Дверь скрипнула. Франсуаза заглянула в щёлку, с возмущением показывая мне окурки в блестящей от масла тарелке из-под блинов. Хоть бы не начала после Захара выговаривать — двоих Боливар не вынесет. Жене не нравилось, что я так близко принимаю к сердцу политические события. Например, ту же войну в Чечне.
— Франция тоже воевала в Алжире, но менее демократичной от этого не стала! — убеждала меня супруга. — И совершенно не обязательно постоянно об этом помнить. Всё равно, Андре, ты ничего изменить не сможешь.
Странно, ведь Франсуаза — не курица, не трусиха. Напротив, она — экстремалка. В девяносто третьем году ползала под пулями у стадиона «Асмарал» на Красной Пресне. Но воспринимала это скорее как оплаченную игру в войну для взрослых. На Западе это, между прочим, широко практикуется. Зачем она приехала? Зачем звонит Захар? Мне бы после всего одному побыть… Опять про лицензию речь пойдёт — уже чувствую.
— А других пятерых кто там завалил? Тоже не твои ребята?
Генерал, кажется, закурил. Держа во рту сигарету, он всегда говорил невнятно.
— Тоже не мои ребята.
Всё верно, не они, а я сам. Правда, Клара Шаманова — не в счёт.
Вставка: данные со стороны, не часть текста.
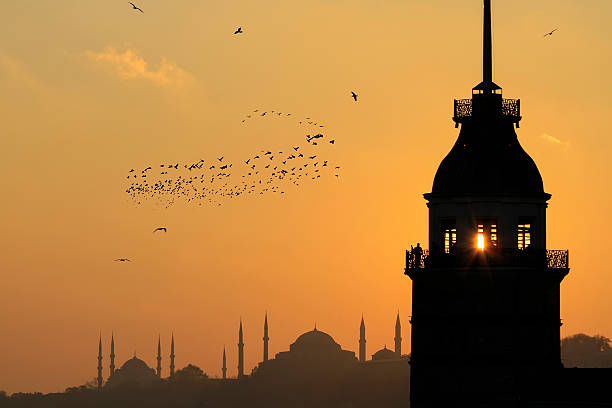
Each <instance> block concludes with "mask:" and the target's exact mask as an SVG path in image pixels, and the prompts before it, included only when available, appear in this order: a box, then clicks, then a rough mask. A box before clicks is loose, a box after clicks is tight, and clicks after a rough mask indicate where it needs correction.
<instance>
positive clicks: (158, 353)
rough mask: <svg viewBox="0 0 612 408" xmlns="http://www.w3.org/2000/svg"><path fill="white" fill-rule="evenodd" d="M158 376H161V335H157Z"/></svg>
mask: <svg viewBox="0 0 612 408" xmlns="http://www.w3.org/2000/svg"><path fill="white" fill-rule="evenodd" d="M156 374H157V376H158V377H160V378H161V335H159V336H158V337H157V372H156Z"/></svg>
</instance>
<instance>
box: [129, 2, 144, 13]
mask: <svg viewBox="0 0 612 408" xmlns="http://www.w3.org/2000/svg"><path fill="white" fill-rule="evenodd" d="M129 3H130V4H131V5H132V9H134V10H138V11H140V12H141V13H144V11H142V9H140V8H138V7H136V5H135V4H134V3H132V2H131V1H130V2H129Z"/></svg>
— Захар Сысоич Ковьяра с Косаревым больше нет, Гуляева — тоже. Может, «спасибо» скажешь? По России арестовано несколько сотен человек, так или иначе причастных к деятельности этой банды. Задание выполнено. Я не прошу наград, но не желаю выслушивать разносы. Я очень устал, Захар Сысоич.
— Да, спасибо, спасибо, Андрюшка! Ты ведь помог ФСК, хотя не должен был. Но начальство меня напрягает, да и Москва тоже… Устроили спектакль с телом Ковьяра, прятали его от официальных властей, держали в погребе. И эти два мужика, механик и московский тип, шум подняли. Якобы твоё агентство практикует пытки холодом и голодом. Да ещё сотрудники оружием в лицо тычут…
— Сысоич, иначе мне было Ковьяра не приманить. Мы с ним по правилам играть не договаривались. Ты же раньше понимал всё это! Где тот рефери, который будет нас судить? Ладно, пусть нам взять его не удалось, пусть свои убили. Но, в самом начале операции, руководство соглашалось не только на живого, но и на мёртвого Ковьяра. Лишь бы на свободе не гулял…
— Володьку Маяцкого жалко, — вздохнул Захар. — Три операции было, и четвёртая предстоит. Вот уж человек ни за что пострадал! Если уж ты занимаешься Ковьяром, не надо было Володьку посылать за свидетельницей, да ещё в такой день! Торопишься всё, распыляешься…
— Захар, я уже в сотый раз говорю, что Клара Шаманова сказала Маяцкому очень много. Молодец он, что оставил диктофонную запись. Хотя. Конечно, никакая улика и капли крови не стоит. Два дела, Аверина и Ковьяра, оказались связаны, о чём раньше никто не подозревал. И этот узелок я распутал — пусть не совсем чистыми руками. Ты ведь не впервые слышишь об этом, Сысоич. Но раньше никаких вопросов не было. Из Москвы дёргают?